The ride was soon over and it had gone well (88/478). Time for transitioning to the run. My triathlon camp had taught me a few good techniques, like removing my feet from the shoes while on the bike so I could immediately slip on my running shoes. I also had put toggles onto my laces which meant that there was nothing to tie. Yes, it’s fanatical to worry about a few seconds here and there, but after all, it is a race.
By this time it was warming up big time. The run took us back out of the park and then down adjacent to a canal. Much of the run was on gravel, which is not nice, but the heat was particularly difficult. I’m better than most in the heat — a good thing considering how much time I spend in the tropics — but even I found it hard going. Afterwards, Taneen told me that she had cramped because of the heat and not enough electrolytes. Easy to believe.
The run was a half marathon (just over 13 miles) and my plan was to do it at about a 7:45 min/mile pace. At the turnaround I was on schedule with 7:37 min/mile, a little fast but not surprising as in a race one has to constantly hold back on the throttle not to over-extend. I dialed back the speed for the next few miles to conserve energy. I always have a strong finish so my plan was to up the pace two miles from the end and then go flat out (Zone 5) for the last mile.
I followed my plan an upped the pace and then went absolutely flat out for the last mile. When I reached the mile post I realized that I had made a huge mistake; instead of starting at mile 11 I had started at mile 10! For some idiotic reason I had thought there was only 12 miles to run, not 13+.

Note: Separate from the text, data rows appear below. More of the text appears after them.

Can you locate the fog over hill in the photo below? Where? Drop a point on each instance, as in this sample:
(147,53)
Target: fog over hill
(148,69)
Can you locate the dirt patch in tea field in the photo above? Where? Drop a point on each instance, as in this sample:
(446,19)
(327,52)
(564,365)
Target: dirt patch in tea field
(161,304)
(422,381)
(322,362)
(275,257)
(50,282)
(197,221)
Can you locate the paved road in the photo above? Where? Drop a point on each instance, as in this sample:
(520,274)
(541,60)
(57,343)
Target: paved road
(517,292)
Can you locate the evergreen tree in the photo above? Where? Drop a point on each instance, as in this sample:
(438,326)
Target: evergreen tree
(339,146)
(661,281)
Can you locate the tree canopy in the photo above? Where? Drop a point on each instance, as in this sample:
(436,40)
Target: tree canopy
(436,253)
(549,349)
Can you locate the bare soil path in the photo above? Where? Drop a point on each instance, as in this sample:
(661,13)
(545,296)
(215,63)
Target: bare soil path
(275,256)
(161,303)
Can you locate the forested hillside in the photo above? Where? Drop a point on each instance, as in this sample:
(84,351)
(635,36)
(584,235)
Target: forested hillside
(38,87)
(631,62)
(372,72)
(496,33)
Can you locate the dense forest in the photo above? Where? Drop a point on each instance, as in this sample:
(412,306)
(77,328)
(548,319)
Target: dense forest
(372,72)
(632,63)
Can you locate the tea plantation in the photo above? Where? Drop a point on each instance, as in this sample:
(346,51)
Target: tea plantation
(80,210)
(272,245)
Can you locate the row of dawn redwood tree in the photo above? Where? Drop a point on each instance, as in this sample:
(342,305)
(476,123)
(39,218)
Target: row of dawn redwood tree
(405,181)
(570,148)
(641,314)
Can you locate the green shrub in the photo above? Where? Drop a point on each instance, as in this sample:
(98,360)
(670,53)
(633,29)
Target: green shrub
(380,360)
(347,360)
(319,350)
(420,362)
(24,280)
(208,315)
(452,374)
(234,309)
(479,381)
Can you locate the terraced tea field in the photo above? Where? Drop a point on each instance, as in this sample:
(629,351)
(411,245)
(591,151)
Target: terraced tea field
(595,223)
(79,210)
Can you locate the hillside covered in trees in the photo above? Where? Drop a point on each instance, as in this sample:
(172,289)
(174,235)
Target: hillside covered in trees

By this time I had done about 69 miles under my own steam. The last sprint had taken most of what I had left out of me so I jogged a bit and then did my best to make it to the finish line. Just to add insult to injury, it was mainly uphill. Ho hum. I eventually made it to the park and was smoked by a woman who passed me like a jackrabbit. At least she also passed a few others! I made it to the line and that was it. My final run time was 8:10 min/mile, which shows how badly I did on the last half. As it was, I was 86/478 in the run so I actually did better than my bike segment. However, even with that it is a race run that I will always remember! Especially that a half-marathon is 13+, not 12+!
Lis was there and I parked myelf on the ground to catch my breath. After a few minutes I recovered and it was fun to see the others finishing. My final time was 5:09:50. I finished 99/478, 16/38 in my 45-49 age group. That is a sign of how competive it is; I was in the top 20% of the race, but only the top 40% in my age group! My splits were:
- Swim: 40:03 (2:05/100 metres)
- T1: 4:32
- Bike: 2:36:50 (34.5 km/h)
- T2: 1:36
- Run: 1:46:51 (5:02 min/km)
- Total: 5:08:38 – 99/478
In spite of the mistake in my run, I was very pleased with my race. I was aiming for less than 6 h, and to approach 5 h was better than I had hoped. The problem now is that I need to return next year and do it below 5 h!
These half-ironman races are very challenging, but I think one could only do a few each year without causing excessive damage to the body. In fact my coach Margie doesn’t do them at all, prefering the shorter Olympic distances.
It was then time to pack up the gear and head home, as less than 24 h later I was off to China. It was for business, but I took my bicycle since I was inaugurating an expressway with a 150 mile ride. But that’s another story.